Addressing an objection under Rule 403, the court determines whether the
probative value of the complained-of evidence is substantially outweighed by the danger
of unfair prejudice. Tex. R. Evid. 403. The balancing test involves these factors: 1) the
inherent probative force of the proffered item of evidence along with 2) the proponent's
need for that evidence against 3) any tendency of the evidence to suggest decision on
an improper basis, 4) any tendency of the evidence to confuse or distract the jury from
the main issue, 5) any tendency of the evidence to be given undue weight by a jury that
has not been equipped to evaluate the probative force of the evidence, and 6) the
likelihood that presentation of the evidence will consume an inordinate amount of time
10 or repeat evidence already admitted. See Casey v. State, 215 S.W.3d 870, 880
(Tex.Crim.App. 2007).
Appellant was tried for the offense of possession of a controlled substance with
intent to deliver. Although appellant was present in the apartment at the time of the
search, the one-bedroom apartment was leased in Green’s name, and two other men
were listed in the search warrant as the subjects of the search. As is apparent from his
cross-examination of State’s witnesses, appellant attempted at trial to distance himself
from Green and the drugs and paraphernalia found in the apartment, and to suggest
their greater connection with Green and perhaps others. The letter, in which appellant
expressed his love for Green, had probative value to link appellant with Green, and by
extension, with her apartment and its contents. In the context of the letter, his
statement he had the “best dope around” can be seen as indicative of a willingness to
provide Green and perhaps others with “dope,” further connecting him with Green and
suggesting an intent to deliver. The trial court did not abuse its discretion by determining
the evidence was relevant. Tex. R. Evid. 401; Salazar, 38 S.W.3d at 153.
Nor can we accept appellant’s contention the trial court committed an abuse of
discretion by concluding the letter’s probative value was not substantially outweighed by
the danger of unfair prejudice. Tex. R. Evid. 403. Containing appellant’s own words
describing his love for Green and his great desire to be with her, the letter is strongly
probative to rebut any contention his presence in the one-bedroom apartment was
merely fortuitous. In addition to its probative value as an indicator of a willingness to
11 deliver “dope,” 4 appellant’s description of the “dope” he possessed as the “best around”

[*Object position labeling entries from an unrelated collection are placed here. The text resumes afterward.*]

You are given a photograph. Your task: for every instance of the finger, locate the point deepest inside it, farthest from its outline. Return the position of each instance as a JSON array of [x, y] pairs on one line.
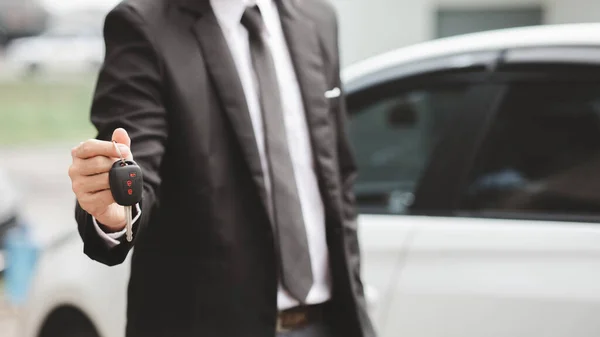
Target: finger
[[122, 137], [91, 184], [93, 165], [94, 147]]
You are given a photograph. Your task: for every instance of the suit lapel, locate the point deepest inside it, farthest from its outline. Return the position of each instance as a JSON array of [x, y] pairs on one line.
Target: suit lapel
[[223, 73], [304, 45]]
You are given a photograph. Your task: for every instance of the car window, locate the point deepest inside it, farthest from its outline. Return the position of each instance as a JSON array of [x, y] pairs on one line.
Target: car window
[[393, 131], [541, 155]]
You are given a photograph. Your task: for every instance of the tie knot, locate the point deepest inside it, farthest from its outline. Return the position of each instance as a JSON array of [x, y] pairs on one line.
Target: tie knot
[[252, 20]]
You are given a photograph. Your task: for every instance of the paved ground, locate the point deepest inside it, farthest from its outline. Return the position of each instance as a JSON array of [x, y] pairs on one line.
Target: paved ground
[[40, 173]]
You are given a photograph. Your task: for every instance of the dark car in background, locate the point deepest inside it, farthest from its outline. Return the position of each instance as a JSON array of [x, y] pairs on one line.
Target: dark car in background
[[21, 18]]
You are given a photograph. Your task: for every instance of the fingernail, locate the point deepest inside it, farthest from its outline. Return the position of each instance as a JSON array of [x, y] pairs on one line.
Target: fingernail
[[124, 149]]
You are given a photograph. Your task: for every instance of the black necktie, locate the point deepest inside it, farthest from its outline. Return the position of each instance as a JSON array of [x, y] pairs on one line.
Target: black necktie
[[295, 269]]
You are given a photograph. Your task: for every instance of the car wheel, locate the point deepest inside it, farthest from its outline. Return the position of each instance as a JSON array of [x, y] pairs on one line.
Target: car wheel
[[68, 322]]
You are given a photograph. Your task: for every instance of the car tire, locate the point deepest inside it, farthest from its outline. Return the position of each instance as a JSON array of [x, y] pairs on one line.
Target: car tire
[[68, 322]]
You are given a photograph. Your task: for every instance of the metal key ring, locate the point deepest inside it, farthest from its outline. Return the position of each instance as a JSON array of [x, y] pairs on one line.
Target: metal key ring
[[123, 163]]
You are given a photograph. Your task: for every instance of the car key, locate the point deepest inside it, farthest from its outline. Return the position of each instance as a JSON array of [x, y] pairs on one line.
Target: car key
[[126, 183]]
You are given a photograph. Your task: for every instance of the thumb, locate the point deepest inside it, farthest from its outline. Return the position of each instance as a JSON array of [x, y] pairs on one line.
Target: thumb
[[121, 137]]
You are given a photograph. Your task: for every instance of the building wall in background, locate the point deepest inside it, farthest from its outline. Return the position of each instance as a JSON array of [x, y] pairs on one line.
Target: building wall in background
[[370, 27]]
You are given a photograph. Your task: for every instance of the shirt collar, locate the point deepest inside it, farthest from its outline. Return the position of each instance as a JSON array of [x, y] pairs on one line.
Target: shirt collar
[[229, 12]]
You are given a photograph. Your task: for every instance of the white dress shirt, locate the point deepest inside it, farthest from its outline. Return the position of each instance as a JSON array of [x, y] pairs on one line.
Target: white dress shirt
[[229, 14]]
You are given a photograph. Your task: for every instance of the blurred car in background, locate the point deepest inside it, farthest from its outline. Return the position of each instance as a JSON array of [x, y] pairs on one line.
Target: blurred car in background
[[479, 194], [66, 47], [21, 18]]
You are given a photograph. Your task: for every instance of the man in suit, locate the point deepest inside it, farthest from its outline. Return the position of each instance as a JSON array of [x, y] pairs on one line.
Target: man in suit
[[247, 224]]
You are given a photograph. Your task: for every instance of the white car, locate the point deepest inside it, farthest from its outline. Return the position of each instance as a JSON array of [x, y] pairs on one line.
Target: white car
[[62, 49], [479, 195]]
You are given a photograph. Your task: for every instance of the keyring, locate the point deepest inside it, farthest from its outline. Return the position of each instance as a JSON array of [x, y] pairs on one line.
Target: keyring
[[123, 163]]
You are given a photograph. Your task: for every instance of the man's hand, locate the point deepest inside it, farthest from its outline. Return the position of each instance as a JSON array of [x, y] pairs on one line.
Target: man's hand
[[92, 160]]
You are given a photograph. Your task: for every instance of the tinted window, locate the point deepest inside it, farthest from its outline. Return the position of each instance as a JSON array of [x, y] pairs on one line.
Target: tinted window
[[393, 132], [542, 154]]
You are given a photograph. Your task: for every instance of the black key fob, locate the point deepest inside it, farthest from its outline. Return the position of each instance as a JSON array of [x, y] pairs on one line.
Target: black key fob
[[126, 182]]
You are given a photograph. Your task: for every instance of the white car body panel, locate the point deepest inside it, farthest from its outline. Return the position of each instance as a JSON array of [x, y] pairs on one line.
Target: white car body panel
[[424, 276], [478, 277]]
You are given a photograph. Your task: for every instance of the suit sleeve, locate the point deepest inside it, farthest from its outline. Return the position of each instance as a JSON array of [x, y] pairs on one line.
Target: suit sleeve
[[129, 95]]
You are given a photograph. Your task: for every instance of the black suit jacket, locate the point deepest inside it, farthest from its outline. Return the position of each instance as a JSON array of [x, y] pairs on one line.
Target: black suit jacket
[[204, 262]]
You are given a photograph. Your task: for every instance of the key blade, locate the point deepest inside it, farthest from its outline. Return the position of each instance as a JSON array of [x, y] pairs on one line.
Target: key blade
[[129, 223]]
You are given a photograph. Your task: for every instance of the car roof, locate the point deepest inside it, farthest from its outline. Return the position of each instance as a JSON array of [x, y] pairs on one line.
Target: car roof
[[583, 34]]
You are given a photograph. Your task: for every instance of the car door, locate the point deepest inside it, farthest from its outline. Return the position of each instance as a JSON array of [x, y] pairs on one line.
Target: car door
[[520, 254], [395, 126]]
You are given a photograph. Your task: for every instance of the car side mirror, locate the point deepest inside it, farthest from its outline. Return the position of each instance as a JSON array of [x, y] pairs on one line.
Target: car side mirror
[[402, 114]]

tends to show his knowledge of illegal drugs. The letter thereby assisted the State with
its proof appellant’s possession of these drugs was “knowing,” as the indictment
alleged. The evidence thus addressed main issues in the case, and did not distract the
jury from the main issues, nor do we see any tendency of the letter to suggest the jury
decided appellant’s guilt on an improper basis. Finally, the presentation of the letter
took a minimal amount of time when it was read aloud and involved only the additional
testimony of an officer explaining the meaning of “dope” and other terms relevant to
dealing contraband. Having considered all the factors, we see no merit in appellant’s
Rule 403 objection. Casey, 215 S.W.3d at 880; Montgomery, 810 S.W.2d at 391.
Accordingly, we overrule appellant’s third issue.
Conclusion
Having resolved each of appellant’s issues against him, we affirm the judgment
of the trial court.
James T. Campbell Justice
Do not publish.
4 Evidence of intent is generally shown by circumstantial evidence. Gaither v. State, 383 S.W.3d 550, 553 (Tex.App.—Amarillo 2012, no pet.).